A foundation affiliated with Aflac Inc. has given toy robots that look like the Aflac Duck to children who are facing cancer in about 200 U.S. hospitals and clinics, Aflac said today.

The Columbus, Georgia-based company started distributing My Special Aflac Duck robots last year.

Aflac Chairman Dan Amos said in a statement that getting the robots into children's hands brings the Aflac family great joy. "We look forward to continuing toward our goal of getting a duck into the arms of the more than 15,000 children diagnosed with cancer in America each year," Amos said in the statement.

Aflac has invested about $3 million in the Aflac Duck robot project, the company said.

The goal of the project is to give each child who is undergoing treatment for cancer a huggable friend.

Aflac has been working with Sproutel Inc., a health care technology development company, to develop the robot.

Aflac began holding special robot delivery events in 2018, at health care facilities in Atlanta; Houston; Nashville, Tennessee; New Orleans; Omaha, Nebraska; and Columbia, South Carolina.

Aflac held a special delivery event last week in Orange, California, at CHOC Children's Hospital.

The Robots

Children who get the Aflac Duck robot can use an app to bathe the robot, feed it and give it medicine through a chemotherapy port.

Children can also make the robot communicate emotions, by tapping one of seven different "feeling cards" to the robot's chest.

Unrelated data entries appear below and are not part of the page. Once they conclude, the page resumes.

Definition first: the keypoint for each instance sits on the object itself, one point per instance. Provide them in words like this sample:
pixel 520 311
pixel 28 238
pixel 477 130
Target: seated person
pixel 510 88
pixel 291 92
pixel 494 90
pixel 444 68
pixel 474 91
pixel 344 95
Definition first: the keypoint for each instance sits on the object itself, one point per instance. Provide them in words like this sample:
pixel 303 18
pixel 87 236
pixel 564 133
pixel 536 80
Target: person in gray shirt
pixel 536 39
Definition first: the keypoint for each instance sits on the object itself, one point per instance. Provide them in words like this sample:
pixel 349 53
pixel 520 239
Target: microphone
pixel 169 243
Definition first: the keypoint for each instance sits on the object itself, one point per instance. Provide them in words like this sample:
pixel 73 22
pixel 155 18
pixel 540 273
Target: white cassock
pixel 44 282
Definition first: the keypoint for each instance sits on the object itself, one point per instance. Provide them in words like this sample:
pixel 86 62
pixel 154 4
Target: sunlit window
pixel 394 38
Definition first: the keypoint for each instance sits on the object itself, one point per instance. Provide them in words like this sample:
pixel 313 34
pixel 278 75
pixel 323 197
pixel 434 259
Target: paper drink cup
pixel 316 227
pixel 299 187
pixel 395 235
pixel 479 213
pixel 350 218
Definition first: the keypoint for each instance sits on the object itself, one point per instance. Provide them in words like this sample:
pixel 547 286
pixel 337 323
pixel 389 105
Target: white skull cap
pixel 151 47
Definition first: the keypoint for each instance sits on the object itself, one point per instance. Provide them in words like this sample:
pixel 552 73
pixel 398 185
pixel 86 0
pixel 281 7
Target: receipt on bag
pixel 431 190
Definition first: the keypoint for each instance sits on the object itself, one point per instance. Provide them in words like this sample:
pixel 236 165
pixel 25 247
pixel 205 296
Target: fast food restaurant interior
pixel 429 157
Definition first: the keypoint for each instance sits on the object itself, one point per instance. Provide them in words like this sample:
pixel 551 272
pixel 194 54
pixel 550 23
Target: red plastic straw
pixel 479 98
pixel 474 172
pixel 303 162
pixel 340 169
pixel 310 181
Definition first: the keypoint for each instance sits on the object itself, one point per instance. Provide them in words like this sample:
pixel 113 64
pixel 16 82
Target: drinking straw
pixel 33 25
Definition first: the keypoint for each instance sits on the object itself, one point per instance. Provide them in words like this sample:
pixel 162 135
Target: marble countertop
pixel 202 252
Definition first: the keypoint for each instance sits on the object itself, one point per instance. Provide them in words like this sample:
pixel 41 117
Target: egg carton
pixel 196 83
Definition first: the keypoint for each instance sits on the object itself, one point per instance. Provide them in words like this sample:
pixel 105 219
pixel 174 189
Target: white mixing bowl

The robot has a removable, washable skin, and the makers have equipped each box with batteries, so that children can play with their ducks as soon as they open the box.

The Money

Aflac — a company best known for selling cancer insurance at the worksite, in the United States and in Japan — has contributed about $134 million to projects related to pediatric cancer since 1995, the company said.

The spending total includes "more than $500,000 donated each month by 17,000 independent agents licensed to sell Aflac products," Aflac said. "The funds are committed directly from their monthly commission checks."